Webseite von Ernst Ulrich von Weizsäcker.

Tages Anzeiger, 17.03.2018

Was bedeutet das für die Kernthese des Club of Rome? Steuern wir immer noch auf einen Kollaps zu, wenn wir so weiterwachsen?
Kollaps klingt so, als ob das von heute auf morgen passiert. Das wird nicht der Fall sein. Die Systeme kollabieren langsam, über hundert oder mehr Jahre. Was wir Menschen der Erde antun, ist mindes­tens so schlimm wie der gigantische Meteoriteneinschlag, der das Erdmittelalter beendete und die Dinosaurier und fast alles andere Leben vernichtete.

[…]

Wenn wir so weitermachen wie bisher, bleibt uns nur ein massiver Wohlstandsverzicht. Wenn wir es aber politisch schaffen, dem technischen Fortschritt eine neue Richtung zu geben, dann kommen wir an einem Wohlstandsverzicht vorbei.

Wie soll das gehen?
Die Massnahmen, die man durchsetzen müsste, damit sich Umweltschutz auch für die Aktionäre auszahlt, sind so unpopulär, dass sie bisher von keiner Regierung der Welt ausser der chinesischen durchgesetzt worden sind.

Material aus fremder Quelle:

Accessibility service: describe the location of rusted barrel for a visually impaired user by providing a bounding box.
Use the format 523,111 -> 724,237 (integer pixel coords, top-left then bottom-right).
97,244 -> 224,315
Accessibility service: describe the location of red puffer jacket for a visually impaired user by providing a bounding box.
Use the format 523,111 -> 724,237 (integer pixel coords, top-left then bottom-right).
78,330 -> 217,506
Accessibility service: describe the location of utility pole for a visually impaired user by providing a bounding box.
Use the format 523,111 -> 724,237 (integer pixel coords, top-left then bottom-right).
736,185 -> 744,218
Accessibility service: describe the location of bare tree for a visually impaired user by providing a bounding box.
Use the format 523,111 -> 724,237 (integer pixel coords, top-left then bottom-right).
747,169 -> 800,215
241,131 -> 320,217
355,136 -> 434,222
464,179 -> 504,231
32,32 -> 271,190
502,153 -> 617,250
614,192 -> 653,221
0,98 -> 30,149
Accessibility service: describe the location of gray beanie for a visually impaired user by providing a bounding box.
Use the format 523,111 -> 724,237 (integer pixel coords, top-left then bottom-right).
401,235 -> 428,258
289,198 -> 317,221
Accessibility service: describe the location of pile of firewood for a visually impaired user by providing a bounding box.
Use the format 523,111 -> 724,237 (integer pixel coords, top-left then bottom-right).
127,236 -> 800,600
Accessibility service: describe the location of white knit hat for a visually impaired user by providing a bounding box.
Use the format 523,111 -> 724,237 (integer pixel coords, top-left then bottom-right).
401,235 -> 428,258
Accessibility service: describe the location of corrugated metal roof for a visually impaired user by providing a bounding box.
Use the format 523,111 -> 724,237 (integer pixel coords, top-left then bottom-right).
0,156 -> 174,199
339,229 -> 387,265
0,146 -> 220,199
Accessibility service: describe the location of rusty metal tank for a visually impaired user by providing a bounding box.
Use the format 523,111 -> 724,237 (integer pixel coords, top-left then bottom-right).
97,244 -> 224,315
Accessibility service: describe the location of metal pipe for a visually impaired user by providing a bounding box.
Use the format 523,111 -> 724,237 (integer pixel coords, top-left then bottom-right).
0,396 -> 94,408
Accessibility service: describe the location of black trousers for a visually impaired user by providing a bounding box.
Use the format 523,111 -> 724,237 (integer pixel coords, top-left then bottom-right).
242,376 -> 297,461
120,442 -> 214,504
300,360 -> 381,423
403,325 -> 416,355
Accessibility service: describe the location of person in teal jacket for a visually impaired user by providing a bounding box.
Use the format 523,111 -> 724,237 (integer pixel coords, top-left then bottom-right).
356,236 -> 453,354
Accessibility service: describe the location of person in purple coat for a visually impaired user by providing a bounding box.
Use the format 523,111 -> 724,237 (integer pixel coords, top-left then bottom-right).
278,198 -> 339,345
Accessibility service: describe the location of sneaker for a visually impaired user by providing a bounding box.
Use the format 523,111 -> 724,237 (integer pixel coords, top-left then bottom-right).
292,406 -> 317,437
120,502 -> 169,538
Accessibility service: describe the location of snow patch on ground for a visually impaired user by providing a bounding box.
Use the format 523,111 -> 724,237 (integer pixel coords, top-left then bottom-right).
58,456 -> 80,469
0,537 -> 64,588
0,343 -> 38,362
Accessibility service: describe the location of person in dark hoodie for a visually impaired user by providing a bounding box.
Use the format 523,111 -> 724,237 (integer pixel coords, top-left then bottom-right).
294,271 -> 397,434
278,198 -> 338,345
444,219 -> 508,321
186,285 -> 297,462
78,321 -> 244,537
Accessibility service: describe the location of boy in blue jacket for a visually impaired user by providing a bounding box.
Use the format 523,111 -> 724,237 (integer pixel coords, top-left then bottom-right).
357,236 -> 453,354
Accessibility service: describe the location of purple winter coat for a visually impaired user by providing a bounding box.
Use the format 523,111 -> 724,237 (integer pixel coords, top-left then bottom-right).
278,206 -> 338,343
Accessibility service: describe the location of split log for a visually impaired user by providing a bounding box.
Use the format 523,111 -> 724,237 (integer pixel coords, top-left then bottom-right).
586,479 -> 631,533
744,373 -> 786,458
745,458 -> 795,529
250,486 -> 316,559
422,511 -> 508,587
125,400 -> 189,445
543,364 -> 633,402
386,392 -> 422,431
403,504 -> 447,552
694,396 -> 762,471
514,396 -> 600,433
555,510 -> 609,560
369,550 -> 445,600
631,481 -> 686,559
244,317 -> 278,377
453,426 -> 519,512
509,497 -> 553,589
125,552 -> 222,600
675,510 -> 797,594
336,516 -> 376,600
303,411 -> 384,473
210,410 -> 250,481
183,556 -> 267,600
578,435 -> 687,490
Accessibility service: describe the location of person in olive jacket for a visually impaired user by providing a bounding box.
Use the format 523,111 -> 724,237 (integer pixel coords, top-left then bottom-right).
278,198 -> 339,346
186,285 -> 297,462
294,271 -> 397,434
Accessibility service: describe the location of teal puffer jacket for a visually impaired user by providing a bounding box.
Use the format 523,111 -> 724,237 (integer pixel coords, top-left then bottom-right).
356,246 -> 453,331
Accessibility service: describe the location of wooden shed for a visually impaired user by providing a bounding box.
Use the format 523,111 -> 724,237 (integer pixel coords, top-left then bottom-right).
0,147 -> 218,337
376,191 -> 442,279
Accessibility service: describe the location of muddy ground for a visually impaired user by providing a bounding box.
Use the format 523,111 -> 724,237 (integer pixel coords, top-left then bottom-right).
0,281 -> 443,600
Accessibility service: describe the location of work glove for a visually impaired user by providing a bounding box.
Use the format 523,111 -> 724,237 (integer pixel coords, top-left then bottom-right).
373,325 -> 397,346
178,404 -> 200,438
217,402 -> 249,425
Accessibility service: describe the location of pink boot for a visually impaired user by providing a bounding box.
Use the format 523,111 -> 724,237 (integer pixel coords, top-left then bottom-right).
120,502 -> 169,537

China als Vorbild im Umweltschutz?
China ist das Land, wo die Energiepreise in den letzten 20 Jahren am steilsten gestiegen sind. Der 13. Fünfjahresplan enthält explizit eine Fortsetzung dieser Strategie. In der Schweiz gab es auch mehrere Volksabstimmungen zu einer ökologischen Steuerreform. Sie wurden aber immer abgelehnt.

[…]

Ich halte die Ökonomisierung der ganzen Gesellschaft für eine tiefe philosophische Krise, aus der wir nur herauskommen werden, wenn wir so etwas wie eine neue Aufklärung machen. Die Krise ist nicht das ökonomische Denken, sondern die Dominanz der Kapitalrendite über die parlamentarische Legitimation.

[…]

Wie viel Wachstum braucht es, um ein gutes Leben zu haben?
Man muss unterscheiden zwischen einem Wachstum des Naturverbrauchs und dem Wirtschaftswachstum. Beim Ressourcen- und Flächenverbrauch sage ich dogmatisch: Nullwachstum. In Bezug auf Umsatz und Bruttoinlandprodukt (BIP) darf es jedoch sehr wohl Wachstum geben, wobei das BIP natürlich ein erschreckend schlechter Massstab für das Wohlergehen der Menschen ist.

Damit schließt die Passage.